Joshua Wong, The independent
Within two months after the imposition of the sweeping national security law, the city of Hong Kong has undergone massive waves of changes. Of many other shifts to date, there has been textbook censorship in schools, history rewriting, targeting of non-Chinese nationals and protesters captured by the Chinese coast guard while attempting to flee in order to seek asylum.
With the spectre of the sweeping law haunting the city, I could be arrested and extradited to China’s courts immediately in a wink.
Even before being thrown behind bars, dissidents in the city are overshadowed by state-sponsored threats. Pro-democracy activists like me have been tailed by unknown cars for weeks, some of which I believe are linked to the police. In recent days, stalkers even harassed me when I went dog-walking in a park.
In fact, stalking is often associated with formal arrests, just like my former colleague Agnes Chow, who was arrested after being filmed by suspicious men for days. There are also cases in which businessmen, such as Xiao Jianhua and Lee Bo, were seized by Chinese police and spirited across the border right in the heart of the city. Threats are always knocking at the door. Never for one single second have I underestimated the odds of being extradited to China one day.
The cage that Hongkongers are living in is akin to prison itself. Amid Beijing’s tightening grip, our freedoms are gradually ensnared in chains. Our education minister has just imposed massive textbook censorship in schools, with all mentions of separations of powers, police brutality, protest slogans, human rights problems in Mainland China and even Tiananmen Square Massacre erased from textbooks. While high schoolers actively pushed for democracy through class strikes last year, the new move is considered as a new political screening to remove critical thoughts from schools and turn textbooks into pro-Beijing mouthpieces.

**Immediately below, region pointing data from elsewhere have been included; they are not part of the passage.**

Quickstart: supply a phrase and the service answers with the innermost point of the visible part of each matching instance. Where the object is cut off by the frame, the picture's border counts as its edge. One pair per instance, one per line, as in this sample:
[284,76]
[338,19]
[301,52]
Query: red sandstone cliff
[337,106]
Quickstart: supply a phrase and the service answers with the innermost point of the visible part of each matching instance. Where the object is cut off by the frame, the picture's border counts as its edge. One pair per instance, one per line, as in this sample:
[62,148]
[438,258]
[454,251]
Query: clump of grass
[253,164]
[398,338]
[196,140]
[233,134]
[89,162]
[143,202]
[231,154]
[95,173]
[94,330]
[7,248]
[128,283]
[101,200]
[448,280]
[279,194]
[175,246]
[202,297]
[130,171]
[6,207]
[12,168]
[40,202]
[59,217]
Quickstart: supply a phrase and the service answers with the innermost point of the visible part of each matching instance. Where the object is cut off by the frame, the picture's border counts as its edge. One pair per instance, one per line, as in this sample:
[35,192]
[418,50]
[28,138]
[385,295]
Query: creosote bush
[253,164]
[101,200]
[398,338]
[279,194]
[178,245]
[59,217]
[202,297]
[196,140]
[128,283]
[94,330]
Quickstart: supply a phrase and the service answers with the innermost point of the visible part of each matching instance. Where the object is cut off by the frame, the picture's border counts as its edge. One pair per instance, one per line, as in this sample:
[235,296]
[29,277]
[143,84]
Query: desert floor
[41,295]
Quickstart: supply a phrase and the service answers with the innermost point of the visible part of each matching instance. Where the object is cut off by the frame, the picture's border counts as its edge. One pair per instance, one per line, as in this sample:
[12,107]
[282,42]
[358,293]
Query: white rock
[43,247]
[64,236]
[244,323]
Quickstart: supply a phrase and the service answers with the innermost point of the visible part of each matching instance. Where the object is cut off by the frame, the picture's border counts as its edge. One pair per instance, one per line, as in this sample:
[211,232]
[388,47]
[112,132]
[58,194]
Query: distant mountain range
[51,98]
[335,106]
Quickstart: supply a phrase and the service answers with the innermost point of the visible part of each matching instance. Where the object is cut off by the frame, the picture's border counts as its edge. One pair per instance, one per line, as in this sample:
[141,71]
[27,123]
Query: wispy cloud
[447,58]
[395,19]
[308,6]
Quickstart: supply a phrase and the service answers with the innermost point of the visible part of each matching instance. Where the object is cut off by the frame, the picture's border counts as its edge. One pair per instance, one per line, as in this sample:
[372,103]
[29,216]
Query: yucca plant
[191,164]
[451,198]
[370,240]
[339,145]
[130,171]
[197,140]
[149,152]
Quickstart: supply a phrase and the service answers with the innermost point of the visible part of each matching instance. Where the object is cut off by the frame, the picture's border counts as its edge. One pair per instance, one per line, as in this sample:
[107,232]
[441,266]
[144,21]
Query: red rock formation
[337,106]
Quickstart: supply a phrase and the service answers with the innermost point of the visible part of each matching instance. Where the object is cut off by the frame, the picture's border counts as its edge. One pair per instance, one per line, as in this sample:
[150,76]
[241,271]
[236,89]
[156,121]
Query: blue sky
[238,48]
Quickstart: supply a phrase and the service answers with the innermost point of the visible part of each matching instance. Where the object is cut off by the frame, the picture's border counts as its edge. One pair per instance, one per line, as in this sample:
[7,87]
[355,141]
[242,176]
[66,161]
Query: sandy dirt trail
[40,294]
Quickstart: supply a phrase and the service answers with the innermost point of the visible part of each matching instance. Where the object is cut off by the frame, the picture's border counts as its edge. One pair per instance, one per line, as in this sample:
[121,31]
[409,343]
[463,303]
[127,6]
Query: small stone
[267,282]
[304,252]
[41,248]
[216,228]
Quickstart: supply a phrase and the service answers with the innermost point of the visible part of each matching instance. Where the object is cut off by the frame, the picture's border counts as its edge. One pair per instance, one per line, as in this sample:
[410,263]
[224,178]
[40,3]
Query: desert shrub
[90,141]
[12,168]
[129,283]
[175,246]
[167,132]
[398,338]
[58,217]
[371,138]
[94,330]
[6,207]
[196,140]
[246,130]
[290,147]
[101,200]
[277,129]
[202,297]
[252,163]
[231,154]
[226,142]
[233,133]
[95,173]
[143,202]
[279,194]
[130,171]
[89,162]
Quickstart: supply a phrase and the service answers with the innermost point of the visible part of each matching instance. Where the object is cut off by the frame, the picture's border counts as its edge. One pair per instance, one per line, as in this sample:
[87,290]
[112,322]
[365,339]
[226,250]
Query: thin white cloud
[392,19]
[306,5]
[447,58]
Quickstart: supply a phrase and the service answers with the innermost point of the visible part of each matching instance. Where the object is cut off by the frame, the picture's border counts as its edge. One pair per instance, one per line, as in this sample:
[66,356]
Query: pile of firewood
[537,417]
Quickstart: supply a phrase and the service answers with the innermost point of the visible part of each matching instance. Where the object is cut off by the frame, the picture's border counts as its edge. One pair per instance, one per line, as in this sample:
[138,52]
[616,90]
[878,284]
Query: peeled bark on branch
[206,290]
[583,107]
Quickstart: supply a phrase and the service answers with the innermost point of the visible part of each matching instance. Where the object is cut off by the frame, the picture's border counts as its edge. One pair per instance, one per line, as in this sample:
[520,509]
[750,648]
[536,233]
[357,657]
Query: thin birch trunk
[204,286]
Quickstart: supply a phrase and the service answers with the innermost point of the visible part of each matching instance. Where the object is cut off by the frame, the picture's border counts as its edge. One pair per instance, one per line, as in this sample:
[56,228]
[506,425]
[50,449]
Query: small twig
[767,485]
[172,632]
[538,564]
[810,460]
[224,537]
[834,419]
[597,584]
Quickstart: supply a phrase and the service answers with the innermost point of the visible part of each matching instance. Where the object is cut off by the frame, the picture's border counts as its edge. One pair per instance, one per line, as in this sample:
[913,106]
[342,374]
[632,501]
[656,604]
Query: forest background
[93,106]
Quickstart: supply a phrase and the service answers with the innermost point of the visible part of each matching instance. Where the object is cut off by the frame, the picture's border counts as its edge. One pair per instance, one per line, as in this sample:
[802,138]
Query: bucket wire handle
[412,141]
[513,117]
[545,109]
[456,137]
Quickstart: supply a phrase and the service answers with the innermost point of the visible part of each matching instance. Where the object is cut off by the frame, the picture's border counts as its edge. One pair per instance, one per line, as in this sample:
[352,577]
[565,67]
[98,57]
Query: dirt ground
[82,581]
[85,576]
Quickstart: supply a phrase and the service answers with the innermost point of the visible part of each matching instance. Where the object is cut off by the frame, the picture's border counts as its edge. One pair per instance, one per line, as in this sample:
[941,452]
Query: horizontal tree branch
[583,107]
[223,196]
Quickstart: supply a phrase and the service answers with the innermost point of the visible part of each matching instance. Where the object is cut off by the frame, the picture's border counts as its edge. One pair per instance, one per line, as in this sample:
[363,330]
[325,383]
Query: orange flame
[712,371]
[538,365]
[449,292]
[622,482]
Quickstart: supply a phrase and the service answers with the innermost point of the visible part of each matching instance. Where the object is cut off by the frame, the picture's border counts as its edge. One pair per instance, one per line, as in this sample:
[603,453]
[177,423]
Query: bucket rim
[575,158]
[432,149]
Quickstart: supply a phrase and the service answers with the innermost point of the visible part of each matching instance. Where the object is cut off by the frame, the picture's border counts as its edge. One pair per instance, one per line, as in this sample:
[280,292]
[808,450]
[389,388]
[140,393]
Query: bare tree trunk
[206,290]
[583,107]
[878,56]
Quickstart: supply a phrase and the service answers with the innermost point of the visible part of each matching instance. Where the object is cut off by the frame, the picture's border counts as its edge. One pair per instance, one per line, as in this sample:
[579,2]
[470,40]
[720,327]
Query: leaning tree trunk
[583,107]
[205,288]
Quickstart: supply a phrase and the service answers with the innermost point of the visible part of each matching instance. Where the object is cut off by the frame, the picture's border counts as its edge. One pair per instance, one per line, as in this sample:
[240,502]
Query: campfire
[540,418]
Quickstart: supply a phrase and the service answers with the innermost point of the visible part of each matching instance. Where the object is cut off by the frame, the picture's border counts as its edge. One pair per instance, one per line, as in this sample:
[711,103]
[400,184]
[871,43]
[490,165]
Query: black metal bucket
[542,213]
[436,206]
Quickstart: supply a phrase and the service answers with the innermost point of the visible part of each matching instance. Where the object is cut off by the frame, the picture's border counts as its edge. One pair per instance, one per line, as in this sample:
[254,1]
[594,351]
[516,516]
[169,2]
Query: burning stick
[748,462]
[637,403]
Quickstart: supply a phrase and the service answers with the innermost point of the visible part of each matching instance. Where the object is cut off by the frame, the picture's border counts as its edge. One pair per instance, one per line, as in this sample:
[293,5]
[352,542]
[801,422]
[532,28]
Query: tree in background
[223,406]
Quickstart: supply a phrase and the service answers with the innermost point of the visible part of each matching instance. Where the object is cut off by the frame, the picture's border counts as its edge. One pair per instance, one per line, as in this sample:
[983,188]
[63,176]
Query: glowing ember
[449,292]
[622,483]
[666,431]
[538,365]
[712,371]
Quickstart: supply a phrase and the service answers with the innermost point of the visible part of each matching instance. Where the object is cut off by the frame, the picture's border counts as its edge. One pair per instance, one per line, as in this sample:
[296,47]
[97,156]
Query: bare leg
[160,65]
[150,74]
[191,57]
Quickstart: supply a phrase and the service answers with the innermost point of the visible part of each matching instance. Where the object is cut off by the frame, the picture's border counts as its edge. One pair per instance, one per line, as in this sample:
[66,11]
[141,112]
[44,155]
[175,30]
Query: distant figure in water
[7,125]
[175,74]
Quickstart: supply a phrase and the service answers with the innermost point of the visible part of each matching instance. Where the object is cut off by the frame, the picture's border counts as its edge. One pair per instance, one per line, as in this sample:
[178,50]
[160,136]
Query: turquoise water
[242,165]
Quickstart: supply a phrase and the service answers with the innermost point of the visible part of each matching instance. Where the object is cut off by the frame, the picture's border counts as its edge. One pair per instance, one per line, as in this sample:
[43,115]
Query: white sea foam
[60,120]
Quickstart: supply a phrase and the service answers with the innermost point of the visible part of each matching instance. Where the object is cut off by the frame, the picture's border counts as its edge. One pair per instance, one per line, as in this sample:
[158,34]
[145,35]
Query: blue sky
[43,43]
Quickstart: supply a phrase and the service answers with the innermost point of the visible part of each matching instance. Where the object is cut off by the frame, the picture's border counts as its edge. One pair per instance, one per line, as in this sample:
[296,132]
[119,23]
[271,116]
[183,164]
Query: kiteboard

As Beijing chips away at the city’s freedoms and our way of life, some Hongkongers choose to risk their lives and flee for asylum by speedboat. Two weeks ago, on 23 August, 12 asylum seekers were captured. They are now being detained in China. Under the national security law, it could be the first case that Hongkongers will send to China’s court. Under the stricter national security legislation and other criminal laws in China, all detainees may face graver offences. Throughout the criminal justice process, it could be a complete black box.
Two weeks on with no further updates about their situations, the detainees have seemingly been thrown into a black hole. Worse still, since the two Canadians, Michael Kovrig and Michael Spavor, have been detained for over 620 days without trials, it is worrying that Hong Kong’s asylum seekers may face indefinite detention, with blocked access to lawyers and high risk of forced confessions, which are sometimes even nationally televised.
For a long time, fleeing by sea has been commonly associated with countries grappling with armed conflicts and repression, as with Syria, Libya and Myanmar. It’s tragic that another is set to join them. What was once a semi-autonomous international financial centre has now turned into a tightly controlled region, after Xinjiang. Fleeing has become the only way for the city’s freedom fighters to seek liberation.
According to Amnesty International, human rights defenders or detainees accused of separatism in China are often exposed to a higher risk of tortures during their pre-trial detention, such as sleep deprivation, exposure to extreme heat or cold, and all forms of physical torture like bending legs backwards forcibly.
As every second passes, the fate of the detained Hongkongers becomes more uncertain. To bring them back safe and free from tortures, we hope the world can keep a close watch on developments and speak up for us when our voices are eventually silenced.